Dr. Oliver Tackenberg: Die ursprünglich aus Nordamerika stammende Beifußambrosie kommt in Deutschland noch eher selten vor. Sie ist aber im Südosten Europas schon ein fester Bestandteil der Vegetation. Wie unsere Forschung zeigt, sind die europäischen Samen der Pflanze zudem nicht nur deutlich größer, sie keimen auch wesentlich häufiger als diejenigen aus amerikanischen Populationen. Das Temperaturspektrum, in dem sie keimen können, ist breiter und die Keimgeschwindigkeit ist auch höher. Europäische Jungpflanzen sind auch frosttoleranter, was eine Ausbreitung in
nördlichere Regionen begünstigen dürfte.

Wann fliegen die Pollen der Ambrosia-Pflanze?

Tackenberg: Beifußambrosie-Pollen fliegen im Spätsommer und lange bis in den Herbst hinein. Neben dem Wann ist vor allem das Wo entscheidend. Die Pflanze wird unseren Studien zufolge in den kommenden Jahren ihr Areal mit hoher Wahrscheinlichkeit erheblich erweitern, wenn man sie nicht bekämpft. Dabei kommt ihr nicht nur die Ausbreitung der Samen durch den Menschen und der Klimawandel, sondern auch die bereits genannten evolutionären Veränderungen, die die Pflanze konkurrenzfähiger machen, zugute. Experten gehen davon aus, dass durch Ambrosia-Allergien zusätzliche
Kosten für das Gesundheitswesen von bis zu 1,19 Milliarden Euro pro Jahr entstehen werden.

Können auch Bürgerinnen und Bürger etwas gegen die Ausbreitung der Ambrosia-Pflanze tun?

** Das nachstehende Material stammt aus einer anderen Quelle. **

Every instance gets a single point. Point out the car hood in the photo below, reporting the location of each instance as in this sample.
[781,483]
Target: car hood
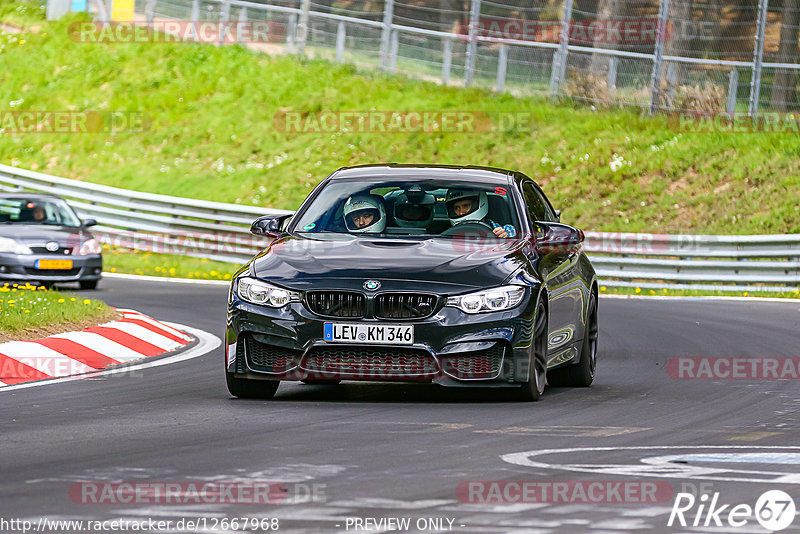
[39,234]
[343,261]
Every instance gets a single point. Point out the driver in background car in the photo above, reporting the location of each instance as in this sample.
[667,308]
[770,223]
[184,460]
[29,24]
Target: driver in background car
[468,205]
[364,214]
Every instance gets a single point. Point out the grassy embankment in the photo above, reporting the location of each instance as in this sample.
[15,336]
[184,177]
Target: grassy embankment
[213,136]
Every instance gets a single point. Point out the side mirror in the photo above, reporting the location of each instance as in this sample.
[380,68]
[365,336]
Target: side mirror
[269,225]
[557,238]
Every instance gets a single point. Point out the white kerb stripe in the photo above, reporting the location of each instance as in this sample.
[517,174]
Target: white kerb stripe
[43,359]
[144,334]
[157,324]
[103,345]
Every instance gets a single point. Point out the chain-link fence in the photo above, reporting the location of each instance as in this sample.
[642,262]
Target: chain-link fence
[709,56]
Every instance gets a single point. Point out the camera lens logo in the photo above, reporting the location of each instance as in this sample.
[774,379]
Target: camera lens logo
[372,285]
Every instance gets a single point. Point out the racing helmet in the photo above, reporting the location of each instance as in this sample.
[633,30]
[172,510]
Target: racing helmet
[360,205]
[414,208]
[478,210]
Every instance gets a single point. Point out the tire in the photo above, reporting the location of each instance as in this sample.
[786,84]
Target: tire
[533,389]
[581,374]
[251,389]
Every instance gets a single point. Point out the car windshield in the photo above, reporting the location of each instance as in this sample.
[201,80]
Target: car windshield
[410,207]
[37,211]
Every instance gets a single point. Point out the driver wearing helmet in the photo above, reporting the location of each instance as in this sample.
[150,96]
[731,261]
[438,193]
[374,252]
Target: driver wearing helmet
[364,214]
[465,205]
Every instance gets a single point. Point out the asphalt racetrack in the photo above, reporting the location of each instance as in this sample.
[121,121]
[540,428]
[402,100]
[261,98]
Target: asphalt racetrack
[367,457]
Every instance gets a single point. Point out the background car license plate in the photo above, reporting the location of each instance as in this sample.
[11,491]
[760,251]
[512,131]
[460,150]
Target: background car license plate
[369,333]
[60,265]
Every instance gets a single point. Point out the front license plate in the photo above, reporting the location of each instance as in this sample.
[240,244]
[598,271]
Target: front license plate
[369,333]
[55,265]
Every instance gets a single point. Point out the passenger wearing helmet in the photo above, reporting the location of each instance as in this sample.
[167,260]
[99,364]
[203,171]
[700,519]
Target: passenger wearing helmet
[414,208]
[466,205]
[364,214]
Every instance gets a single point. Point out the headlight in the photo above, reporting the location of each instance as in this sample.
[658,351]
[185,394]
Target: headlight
[11,245]
[90,247]
[258,292]
[488,300]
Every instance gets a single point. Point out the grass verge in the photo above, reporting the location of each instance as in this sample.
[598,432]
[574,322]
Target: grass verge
[145,263]
[30,312]
[213,135]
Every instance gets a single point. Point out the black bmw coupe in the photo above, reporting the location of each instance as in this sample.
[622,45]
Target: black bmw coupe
[462,276]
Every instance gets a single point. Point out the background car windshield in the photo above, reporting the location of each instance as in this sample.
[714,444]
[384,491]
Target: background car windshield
[37,211]
[410,207]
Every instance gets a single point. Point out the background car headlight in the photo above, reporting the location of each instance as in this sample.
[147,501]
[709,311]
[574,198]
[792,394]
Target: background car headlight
[487,300]
[90,246]
[258,292]
[12,246]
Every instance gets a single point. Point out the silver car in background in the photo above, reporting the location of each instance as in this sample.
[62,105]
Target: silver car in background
[43,241]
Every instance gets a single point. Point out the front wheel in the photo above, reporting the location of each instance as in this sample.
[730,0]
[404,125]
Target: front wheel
[533,389]
[581,374]
[251,389]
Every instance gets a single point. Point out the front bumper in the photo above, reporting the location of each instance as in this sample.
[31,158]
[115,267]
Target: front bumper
[450,348]
[23,268]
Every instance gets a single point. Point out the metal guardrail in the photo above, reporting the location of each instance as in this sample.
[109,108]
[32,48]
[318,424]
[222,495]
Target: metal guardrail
[219,231]
[147,221]
[493,50]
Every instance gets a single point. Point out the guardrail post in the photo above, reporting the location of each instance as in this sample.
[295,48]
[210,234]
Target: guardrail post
[502,60]
[733,88]
[386,32]
[291,34]
[447,61]
[613,62]
[340,37]
[150,11]
[224,15]
[195,16]
[472,45]
[393,49]
[302,27]
[658,55]
[558,68]
[758,56]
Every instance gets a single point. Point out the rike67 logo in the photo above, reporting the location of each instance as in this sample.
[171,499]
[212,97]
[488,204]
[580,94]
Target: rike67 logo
[774,510]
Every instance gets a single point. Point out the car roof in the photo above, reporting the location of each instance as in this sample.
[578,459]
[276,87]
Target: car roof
[30,196]
[456,172]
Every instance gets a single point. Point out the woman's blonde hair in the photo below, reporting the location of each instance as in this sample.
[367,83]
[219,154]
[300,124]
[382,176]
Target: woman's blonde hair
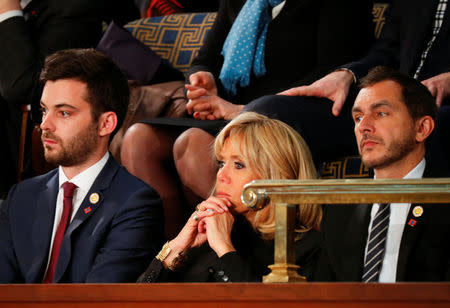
[273,150]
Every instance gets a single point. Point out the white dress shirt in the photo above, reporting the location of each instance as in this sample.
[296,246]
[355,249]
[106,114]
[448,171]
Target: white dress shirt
[397,221]
[84,181]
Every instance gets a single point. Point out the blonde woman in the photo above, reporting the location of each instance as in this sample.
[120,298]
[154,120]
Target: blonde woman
[223,240]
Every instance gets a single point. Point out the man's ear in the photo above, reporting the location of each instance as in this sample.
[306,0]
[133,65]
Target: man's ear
[107,122]
[424,127]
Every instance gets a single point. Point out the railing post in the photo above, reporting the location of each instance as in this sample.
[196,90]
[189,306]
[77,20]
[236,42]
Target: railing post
[284,268]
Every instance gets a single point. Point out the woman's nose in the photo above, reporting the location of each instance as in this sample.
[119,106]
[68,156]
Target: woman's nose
[47,123]
[222,174]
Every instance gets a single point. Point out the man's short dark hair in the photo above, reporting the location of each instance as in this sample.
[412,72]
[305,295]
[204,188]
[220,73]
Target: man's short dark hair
[416,97]
[107,87]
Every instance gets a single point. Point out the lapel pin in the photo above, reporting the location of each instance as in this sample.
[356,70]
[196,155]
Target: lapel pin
[94,198]
[417,211]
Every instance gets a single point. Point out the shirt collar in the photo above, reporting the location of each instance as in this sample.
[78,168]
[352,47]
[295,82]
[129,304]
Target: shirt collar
[416,172]
[85,179]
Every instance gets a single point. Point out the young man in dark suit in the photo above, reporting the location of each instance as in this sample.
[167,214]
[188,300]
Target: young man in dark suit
[30,30]
[415,40]
[394,116]
[89,220]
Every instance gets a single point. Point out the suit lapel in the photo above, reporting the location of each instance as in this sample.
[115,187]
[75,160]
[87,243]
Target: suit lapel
[93,200]
[412,229]
[42,229]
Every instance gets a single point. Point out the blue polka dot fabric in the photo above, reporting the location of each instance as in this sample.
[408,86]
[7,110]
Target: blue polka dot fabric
[243,50]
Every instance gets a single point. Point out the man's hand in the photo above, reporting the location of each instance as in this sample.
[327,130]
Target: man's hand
[204,80]
[204,105]
[9,5]
[334,86]
[439,86]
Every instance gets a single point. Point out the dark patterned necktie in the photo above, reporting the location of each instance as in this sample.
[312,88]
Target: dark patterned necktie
[376,244]
[69,189]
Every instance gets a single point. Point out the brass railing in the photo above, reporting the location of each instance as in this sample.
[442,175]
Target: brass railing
[285,194]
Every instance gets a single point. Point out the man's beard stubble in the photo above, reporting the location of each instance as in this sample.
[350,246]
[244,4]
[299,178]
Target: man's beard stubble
[74,151]
[396,151]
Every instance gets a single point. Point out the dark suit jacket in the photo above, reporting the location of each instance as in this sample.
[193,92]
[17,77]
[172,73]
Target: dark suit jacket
[248,263]
[50,25]
[424,251]
[306,40]
[110,241]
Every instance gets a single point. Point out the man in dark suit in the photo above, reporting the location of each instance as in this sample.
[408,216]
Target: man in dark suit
[88,220]
[30,31]
[393,115]
[415,40]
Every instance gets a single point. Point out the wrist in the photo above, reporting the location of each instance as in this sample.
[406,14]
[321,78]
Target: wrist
[171,257]
[237,109]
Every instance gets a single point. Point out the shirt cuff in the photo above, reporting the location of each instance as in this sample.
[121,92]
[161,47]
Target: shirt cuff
[10,14]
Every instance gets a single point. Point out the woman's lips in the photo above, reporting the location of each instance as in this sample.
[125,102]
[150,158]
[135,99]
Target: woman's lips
[222,194]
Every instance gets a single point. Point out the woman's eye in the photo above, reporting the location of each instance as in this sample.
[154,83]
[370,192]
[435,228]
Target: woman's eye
[239,165]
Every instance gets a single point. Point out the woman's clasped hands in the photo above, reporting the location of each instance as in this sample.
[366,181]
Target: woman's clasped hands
[212,222]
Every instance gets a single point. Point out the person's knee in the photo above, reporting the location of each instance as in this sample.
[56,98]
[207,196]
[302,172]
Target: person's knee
[191,151]
[265,105]
[185,148]
[135,140]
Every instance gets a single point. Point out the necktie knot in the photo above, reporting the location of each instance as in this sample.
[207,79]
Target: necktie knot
[69,189]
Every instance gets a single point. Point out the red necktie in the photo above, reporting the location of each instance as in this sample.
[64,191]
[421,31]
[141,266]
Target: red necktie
[69,189]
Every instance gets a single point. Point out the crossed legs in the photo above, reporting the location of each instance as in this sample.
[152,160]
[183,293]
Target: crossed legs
[147,153]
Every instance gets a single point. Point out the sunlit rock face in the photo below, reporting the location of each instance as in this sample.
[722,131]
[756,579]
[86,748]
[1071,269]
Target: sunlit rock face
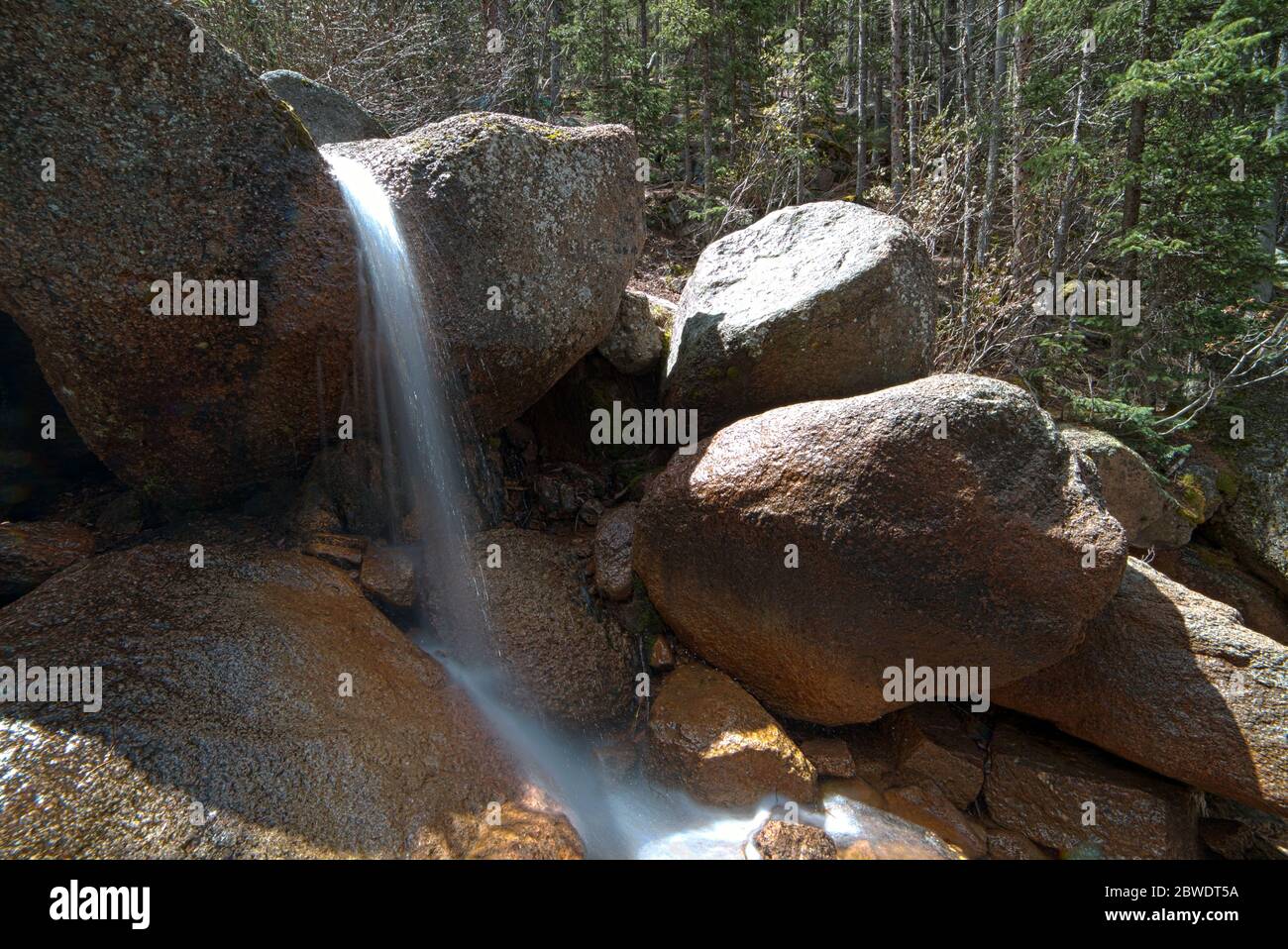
[1173,682]
[815,301]
[807,550]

Tackenberg: Allergie- und Asthmaverbände raten, die Gärten vor der Blüte der Pflanze, insbesondere im Sommer, regelmäßig auf deren Vorkommen zu kontrollieren und sie gegebenenfalls mitsamt der Wurzel auszureißen und im Müll zu entsorgen. Mit Blick auf die möglichen Gesundheitsschäden brauchen wir jedoch auch eine konzertierte, nationale Bekämpfungsstrategie, wie sie in der Schweiz existiert. Dort ist jeder einzelne Bürger, aber auch die Behörden gesetzlich verpflichtet, Vorkommen der Pflanze zu melden und zu bekämpfen.